Diante dessas prerrogativas, é necessário que se configure um ambiente amplo de mobilização e debate na sociedade em geral e, para isso, deve-se buscar, entre outras ações, que a Confecom seja pautada pelos grandes veículos nacionais, abrindo espaço para a diversidade de visões acerca do papel e do funcionamento da mídia. Midiatizar a própria mídia é uma questão cara às empresas de comunicação, que, normalmente, preferem discutir os temas cruciais desta esfera internamente, nos gabinetes do Legislativo e com o Executivo, para poder conformar o mercado a partir de seus interesses, fazendo da legislação algo favorável a si.
Participação social
Para que se estabeleça um cenário mais democrático na comunicação, desde já é indispensável a articulação dos sujeitos sociais, para destacar temáticas importantes. É primordial nesse processo que a população esteja envolvida nas mobilizações estaduais e municipais, em um debate democrático e participativo, com a presença do Executivo, Legislativo, sociedade civil organizada e empresários. Estes devem tratar, em conjunto, de diretrizes para comunicação e políticas públicas visando à democratização da informação, de forma que a iniciativa da Conferência seja incorporada como compromisso dos poderes da República, especialmente do governo federal, com todos seus órgãos relacionados, bem como o Congresso Nacional, o Judiciário e o Ministério Público.

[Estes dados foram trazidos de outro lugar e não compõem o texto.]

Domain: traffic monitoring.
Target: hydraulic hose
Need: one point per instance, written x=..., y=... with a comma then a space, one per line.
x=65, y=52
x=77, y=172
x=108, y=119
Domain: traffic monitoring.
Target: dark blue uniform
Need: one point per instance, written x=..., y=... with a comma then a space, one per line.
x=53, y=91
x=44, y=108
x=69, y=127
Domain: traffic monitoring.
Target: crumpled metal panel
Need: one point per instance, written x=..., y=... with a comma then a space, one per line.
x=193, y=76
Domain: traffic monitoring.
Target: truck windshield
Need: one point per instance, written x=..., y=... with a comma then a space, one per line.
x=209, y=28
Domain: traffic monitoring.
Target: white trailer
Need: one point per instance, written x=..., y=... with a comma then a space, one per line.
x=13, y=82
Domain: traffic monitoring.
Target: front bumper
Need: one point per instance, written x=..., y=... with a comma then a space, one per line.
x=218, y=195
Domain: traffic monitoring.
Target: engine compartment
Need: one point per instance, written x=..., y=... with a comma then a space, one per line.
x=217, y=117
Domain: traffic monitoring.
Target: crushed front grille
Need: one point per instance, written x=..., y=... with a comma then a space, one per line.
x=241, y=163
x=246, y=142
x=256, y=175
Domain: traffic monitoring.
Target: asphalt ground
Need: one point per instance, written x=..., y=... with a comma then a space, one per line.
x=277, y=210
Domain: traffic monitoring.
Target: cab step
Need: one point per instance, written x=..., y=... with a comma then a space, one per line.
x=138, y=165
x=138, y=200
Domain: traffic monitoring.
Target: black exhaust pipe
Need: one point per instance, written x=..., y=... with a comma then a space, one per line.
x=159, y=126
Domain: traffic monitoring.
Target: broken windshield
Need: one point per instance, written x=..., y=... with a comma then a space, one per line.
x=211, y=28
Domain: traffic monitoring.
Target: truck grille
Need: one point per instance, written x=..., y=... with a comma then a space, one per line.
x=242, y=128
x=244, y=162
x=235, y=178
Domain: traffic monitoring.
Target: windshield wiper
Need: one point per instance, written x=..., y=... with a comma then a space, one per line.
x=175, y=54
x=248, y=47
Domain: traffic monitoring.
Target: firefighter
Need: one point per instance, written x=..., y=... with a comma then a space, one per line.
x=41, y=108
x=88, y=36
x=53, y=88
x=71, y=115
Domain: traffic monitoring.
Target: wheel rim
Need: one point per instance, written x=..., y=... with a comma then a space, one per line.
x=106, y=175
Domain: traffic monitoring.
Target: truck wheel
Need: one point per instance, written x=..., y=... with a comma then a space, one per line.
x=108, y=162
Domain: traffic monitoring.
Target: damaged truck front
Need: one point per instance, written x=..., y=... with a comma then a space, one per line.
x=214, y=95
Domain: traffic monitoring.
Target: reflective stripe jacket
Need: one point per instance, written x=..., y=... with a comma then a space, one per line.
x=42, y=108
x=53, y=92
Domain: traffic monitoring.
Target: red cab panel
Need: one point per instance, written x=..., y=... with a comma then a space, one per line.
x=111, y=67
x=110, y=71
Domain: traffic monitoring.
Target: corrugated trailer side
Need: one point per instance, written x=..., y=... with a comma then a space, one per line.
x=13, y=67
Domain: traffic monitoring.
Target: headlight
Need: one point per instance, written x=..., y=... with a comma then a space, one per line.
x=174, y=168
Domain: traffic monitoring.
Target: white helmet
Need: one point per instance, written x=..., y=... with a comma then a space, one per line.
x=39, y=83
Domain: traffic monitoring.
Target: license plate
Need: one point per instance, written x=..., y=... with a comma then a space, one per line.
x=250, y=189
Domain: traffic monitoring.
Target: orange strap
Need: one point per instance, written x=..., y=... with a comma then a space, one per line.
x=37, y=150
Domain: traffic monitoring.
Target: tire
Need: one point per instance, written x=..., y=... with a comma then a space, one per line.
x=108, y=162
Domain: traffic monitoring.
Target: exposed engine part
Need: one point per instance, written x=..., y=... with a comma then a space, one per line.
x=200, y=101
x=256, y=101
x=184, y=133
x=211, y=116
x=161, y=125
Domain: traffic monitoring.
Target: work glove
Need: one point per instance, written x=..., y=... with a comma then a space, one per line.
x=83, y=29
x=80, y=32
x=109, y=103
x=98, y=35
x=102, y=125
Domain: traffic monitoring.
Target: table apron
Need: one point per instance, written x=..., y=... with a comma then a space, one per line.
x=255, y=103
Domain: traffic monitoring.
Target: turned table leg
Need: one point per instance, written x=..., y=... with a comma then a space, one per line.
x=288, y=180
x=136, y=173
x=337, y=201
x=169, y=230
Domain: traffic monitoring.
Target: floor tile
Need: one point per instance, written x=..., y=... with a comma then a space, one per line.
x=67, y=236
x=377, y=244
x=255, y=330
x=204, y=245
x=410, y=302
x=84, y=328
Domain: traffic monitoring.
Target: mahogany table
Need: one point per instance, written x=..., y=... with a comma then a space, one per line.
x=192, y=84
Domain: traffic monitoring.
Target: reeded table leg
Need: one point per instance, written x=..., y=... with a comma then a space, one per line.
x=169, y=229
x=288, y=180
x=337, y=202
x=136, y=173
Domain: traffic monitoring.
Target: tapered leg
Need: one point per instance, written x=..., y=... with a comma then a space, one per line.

Para olhares mais atentos, duas prioridades já colaboram com a discussão: (1) liberar efetivamente recursos para o planejamento e o desenvolvimento da Confecom, pois não adianta formatar o evento sem recursos suficientes para sua realização da melhor forma; (2) gerar conseqüências objetivas no plano material na área da comunicação comunitária ou alternativa, enfaticamente propondo uma legislação que permita seu funcionamento de modo mais amplo, com mais concessões, processos mais ágeis e modelo de financiamento assegurado.
Estes recursos devem ser provenientes do próprio Executivo, que investe pesado em publicidade e, com suas verbas, deve também sustentar a mídia comunitária. Iniciativas que sem dúvida ajudariam no estabelecimento de uma verdadeira complementaridade dos sistemas privado e público (este estatal e não-estatal).
Nesse sentido – como um pólo de imensa responsabilidade no debate a ser realizado na Conferência –, avalia-se a sociedade civil como ambiente de disputa, com forte capacidade de promoção da cidadania, onde sua organização, em torno de interesses públicos, objetiva exercer influências sobre os processos político-administrativos e econômicos. Por fim, é ressaltado que a Conferência Nacional de Comunicação deve significar uma inflexão no histórico de baixa abertura do Estado brasileiro à participação social na elaboração, acompanhamento e avaliação das políticas públicas para o setor, mesmo que ainda num nível muito aquém do ideal. Para que isso se materialize, é indispensável a abertura no processo de preparação da Conferência, com debate ampliado, o que não tem se verificado plenamente, além das ações dos próprios movimentos sociais.
*Respectivamente, professor no Programa de Pós-Graduação em Ciências da Comunicação da Unisinos; e pesquisadora do Grupo de Pesquisa Cepos e mestre em Ciências da Comunicação pela Universidade da Unisinos.